Hjalmar Magnus Eklund (12 January 1880 – 10 June 1937) was the first Finnish expert in mathematical logic and philosophy and also a pioneer in the Ido language.

==Life and career==
Eklund was born in Turku in 1880, the son of a sea captain. He was very talented in many areas. He studied mathematics, physics and philosophy at the University of Helsinki, and graduated MA in 1903. He focused on set theory, and became the first Finnish expert in logic, which was then a new area. In 1906, he worked at the linguistic department of the university where he became interested in languages.

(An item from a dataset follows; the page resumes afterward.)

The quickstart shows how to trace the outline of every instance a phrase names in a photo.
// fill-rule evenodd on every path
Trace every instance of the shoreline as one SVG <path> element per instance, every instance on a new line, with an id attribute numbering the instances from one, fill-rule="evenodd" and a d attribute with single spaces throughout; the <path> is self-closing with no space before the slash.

From 1906 to 1918, Eklund worked as a teacher in different high schools in Turku and Pori. Around the same time he continued his studies and graduated with a master's degree in philosophy in 1911. He also studied in Germany in 1909 and 1910 in Göttingen, mathematics, philosophy in Leipzig in 1913 and 1914 again philosophy in Göttingen. His most important works of that time were “Russells antimoni och andra paradoxala motsägelser. Logiska undersökningar” (1916), and “Über Mengen, die Elemente ihrer selbst sind” (1918).

Immanuel Kant's philosophy in ethical thinking was a major influence on Eklund. The members of the Vienna Circle, Rudolf Carnap, Moritz Schlick, and Ludwig Wittgenstein's philosophy was familiar to him. Hjalmar Eklund was an atheist. He wrote critically but objectively in anti-religious articles. In 1906, he was involved in founding the Student Association Prometheusta and later became a member of the Committee of statehood, freedom of religion.

In addition, Hjalmar Eklund was a socialist and a journalist. In the 1918 Finnish Civil War, Eklund was imprisoned for participation in the rebellion, but he was released in November 1918. In 1919, Eklund became a Democrat in Turku, later a Socialist. There he wrote several articles on artificial languages including Ido.

Later in 1919, Eklund formed the Finnish Workers' Educational Association (STL), and became its secretary. In 1926 he returned to Helsinki and worked for an insurance company until 1933. Hjalmar Eklund died in 1937 in Pargas, only 57 years old.